Un’omissione che, a parere della P.A., tenuto conto della grave infrazione in materia di norme sulla sicurezza nei luoghi di lavoro, assumerebbe una portata escludente anche se riferita ad un soggetto diverso dall’operatore economico stricto sensu inteso, sebbene ad esso riconducibile.

Di parere contrario il difensore della ricorrente, il quale, chino sul dato letterale del quadro normativo di riferimento, sosteneva che alcun obbligo informativo di tal genere potesse sussistere in capo alla propria assistita.

L’art. 80, comma 3, d.lgs. 50/2016, infatti, estende al socio di maggioranza le sole cause escludenti di cui ai commi 1 e 2, tra le quali non rientra la consumazione del reato di cui all’art. 590.

Ipotesi delittuosa ricompresa, ex adverso, nel comma 5, lett. a), il quale, interpretato tassativamente, non può che applicarsi al solo operatore economico.

Il T.A.R. Lazio, con la sentenza ad oggetto, privilegiando il criterio ermeneutico letterale, ha aderito alla tesi del ricorrente.

Una ricostruzione, per la verità, sostenuta, recentemente, da molteplici pronunce dei tribunali amministrativi regionali (ex multis T.a.r. Lombardia, Milano sent. del 29 gennaio 2019, n. 14).

Secondo il Consesso Amministrativo, il codice dei contratti pubblici è chiaro nell’individuazione dell’ambito soggettivo di operatività delle cause di esclusione e dei, rispettivi, obblighi dichiarativi cui è tenuto il concorrente.

Cause di esclusione da interpretare, secondo la granitica ed unanime giurisprudenza amministrativa, a garanzia dei principi assoluti del favor partecipationis e della trasparenza, in modo tassativo.

Al “socio di maggioranza” delle società di capitali, l’art. 80, comma 3, expressis verbis, riconduce le sole ipotesi elencate nei commi 1 e 2 della medesima norma. Ipotesi tra le quali non rientrano le gravi infrazioni professionali di cui alla legge 81/2008.

Infrazioni che, al contrario, la norma, al comma 5, individua quali cause di esclusioni per il solo “operatore economico che partecipi alla gara e, in taluni casi, per il sub appaltatore”.

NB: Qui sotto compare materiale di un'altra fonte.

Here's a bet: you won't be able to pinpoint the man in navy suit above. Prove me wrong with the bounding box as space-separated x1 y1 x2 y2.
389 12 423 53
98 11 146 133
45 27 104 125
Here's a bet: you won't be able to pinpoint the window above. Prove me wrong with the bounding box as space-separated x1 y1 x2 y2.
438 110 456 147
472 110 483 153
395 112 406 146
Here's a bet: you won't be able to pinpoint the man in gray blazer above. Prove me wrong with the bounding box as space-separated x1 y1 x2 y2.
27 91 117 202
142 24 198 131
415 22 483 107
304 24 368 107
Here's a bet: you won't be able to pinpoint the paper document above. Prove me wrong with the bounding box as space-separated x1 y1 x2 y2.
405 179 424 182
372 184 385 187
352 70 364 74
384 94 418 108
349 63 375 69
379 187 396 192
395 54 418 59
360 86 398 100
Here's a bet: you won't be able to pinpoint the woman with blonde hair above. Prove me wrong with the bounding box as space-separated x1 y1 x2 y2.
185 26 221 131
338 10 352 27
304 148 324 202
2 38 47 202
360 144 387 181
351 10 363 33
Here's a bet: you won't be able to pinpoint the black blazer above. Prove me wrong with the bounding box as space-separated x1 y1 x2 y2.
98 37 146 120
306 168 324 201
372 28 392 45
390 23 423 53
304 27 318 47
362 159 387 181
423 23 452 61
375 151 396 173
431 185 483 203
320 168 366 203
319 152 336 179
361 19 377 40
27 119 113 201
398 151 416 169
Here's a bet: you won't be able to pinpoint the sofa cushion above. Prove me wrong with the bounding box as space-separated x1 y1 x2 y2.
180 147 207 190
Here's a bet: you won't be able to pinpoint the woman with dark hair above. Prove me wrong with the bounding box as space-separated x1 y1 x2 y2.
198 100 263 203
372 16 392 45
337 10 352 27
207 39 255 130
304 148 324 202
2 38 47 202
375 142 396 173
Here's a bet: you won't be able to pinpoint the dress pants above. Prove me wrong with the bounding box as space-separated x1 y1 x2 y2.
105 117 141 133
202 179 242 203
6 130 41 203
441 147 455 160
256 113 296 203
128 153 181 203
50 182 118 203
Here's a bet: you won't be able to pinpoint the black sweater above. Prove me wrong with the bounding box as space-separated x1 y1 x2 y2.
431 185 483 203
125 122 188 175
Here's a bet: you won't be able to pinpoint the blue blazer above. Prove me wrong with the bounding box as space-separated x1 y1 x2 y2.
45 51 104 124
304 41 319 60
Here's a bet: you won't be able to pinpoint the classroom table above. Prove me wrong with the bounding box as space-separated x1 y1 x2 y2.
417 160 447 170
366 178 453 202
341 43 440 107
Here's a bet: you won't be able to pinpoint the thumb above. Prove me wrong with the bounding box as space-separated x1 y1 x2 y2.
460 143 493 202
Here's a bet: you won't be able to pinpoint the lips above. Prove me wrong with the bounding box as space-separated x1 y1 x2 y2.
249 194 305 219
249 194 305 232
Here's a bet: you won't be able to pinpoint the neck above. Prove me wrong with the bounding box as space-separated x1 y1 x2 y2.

Una chiara scelta tecnica da parte del legislatore che, consapevole dei vari soggetti riconducibili alle imprese coinvolte nelle procedure di gara, nulla dispone in merito al socio di maggioranza, giocando, così, un ruolo chiave, anche, il principio esegetico secondo cui “Ubi lex voluit, dixit. Ubi noluit, tacuit”.

Orbene, rebus sic stantibus, non può essere condivisa la diversa impostazione giurisprudenziale (ex multis Consiglio di Stato del 28 gennaio 2019, n. 702) assunta dalla Stazione Appaltante nel caso di specie, poichè foriera di una interpretazione estensiva (in malam partem) chiaramente in contrasto con principi assoluti del sistema ordinamentale nazionale e sovranazionale.